- Tuesday, July 7, 2015

In 2009, as intelligence reports confirmed that Iran — the world’s leading state-sponsor of terrorism — had resumed its nuclear weapons development program, the efforts of American policy officials to reverse it focused first on Iranian vulnerabilities. What critical commodity or service essential to daily life in Iran might be restricted by sanctions and thereby influence the government of Iran to change course? It didn’t take long to identify such a strategic commodity: gasoline.

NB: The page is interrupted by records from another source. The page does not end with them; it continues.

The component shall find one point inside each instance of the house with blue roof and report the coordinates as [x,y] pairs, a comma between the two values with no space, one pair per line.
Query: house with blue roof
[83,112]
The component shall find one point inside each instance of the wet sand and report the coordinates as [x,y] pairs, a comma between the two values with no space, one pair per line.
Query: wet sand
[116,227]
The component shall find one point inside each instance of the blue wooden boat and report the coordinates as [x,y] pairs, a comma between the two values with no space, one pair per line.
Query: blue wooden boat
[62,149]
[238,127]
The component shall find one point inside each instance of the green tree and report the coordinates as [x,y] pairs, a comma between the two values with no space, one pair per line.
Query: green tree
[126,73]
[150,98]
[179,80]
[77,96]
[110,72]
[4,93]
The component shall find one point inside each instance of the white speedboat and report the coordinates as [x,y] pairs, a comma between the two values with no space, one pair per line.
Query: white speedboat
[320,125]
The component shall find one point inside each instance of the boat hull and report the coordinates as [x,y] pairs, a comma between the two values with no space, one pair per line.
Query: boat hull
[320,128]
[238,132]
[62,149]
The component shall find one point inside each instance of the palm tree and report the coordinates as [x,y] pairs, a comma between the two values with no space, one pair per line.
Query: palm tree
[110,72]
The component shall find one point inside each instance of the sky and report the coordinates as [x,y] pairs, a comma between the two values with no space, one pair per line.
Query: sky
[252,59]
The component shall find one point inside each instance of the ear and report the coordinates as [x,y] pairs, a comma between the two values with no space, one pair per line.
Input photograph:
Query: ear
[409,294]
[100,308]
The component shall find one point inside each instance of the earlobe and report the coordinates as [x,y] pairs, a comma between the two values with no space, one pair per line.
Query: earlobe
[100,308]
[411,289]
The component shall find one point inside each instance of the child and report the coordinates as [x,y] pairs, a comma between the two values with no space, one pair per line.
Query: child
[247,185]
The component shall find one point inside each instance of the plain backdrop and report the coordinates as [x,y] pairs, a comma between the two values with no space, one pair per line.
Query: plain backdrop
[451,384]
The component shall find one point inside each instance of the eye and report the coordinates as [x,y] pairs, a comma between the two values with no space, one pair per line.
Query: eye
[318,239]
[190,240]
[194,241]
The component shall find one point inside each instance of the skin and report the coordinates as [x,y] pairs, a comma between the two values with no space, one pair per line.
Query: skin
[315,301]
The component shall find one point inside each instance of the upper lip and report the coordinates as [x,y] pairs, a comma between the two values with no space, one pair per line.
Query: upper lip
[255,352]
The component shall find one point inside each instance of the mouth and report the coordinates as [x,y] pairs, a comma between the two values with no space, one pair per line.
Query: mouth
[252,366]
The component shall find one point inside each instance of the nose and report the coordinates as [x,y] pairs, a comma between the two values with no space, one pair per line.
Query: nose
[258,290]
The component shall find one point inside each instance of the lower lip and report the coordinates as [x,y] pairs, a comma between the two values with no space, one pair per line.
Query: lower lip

Paradoxically, although Iran has very substantial oil reserves, years ago it adopted the practice of selling its crude to foreign refiners who would provide gasoline and other petroleum products back to Tehran. Consequently, a successful allied effort to restrict the export to Iran of gasoline and other consumables — and, of course, to prohibit financial institutions from enabling such transactions — would surely get the attention of Iranian leaders.

At that point something unusual happened in Washington. An experienced group of outside national security professionals at a local nonpartisan think tank, the Foundation for Defense of Democracies (FDD), began to focus with laser precision on identifying which measures would restrict which products, by which companies, in what countries, with the help of which banks, producing a mountain of incisive knowledge. FDD immediately offered the results of its research pro bono to the Treasury Department, the U.S. Congress, the United Nations and allied governments.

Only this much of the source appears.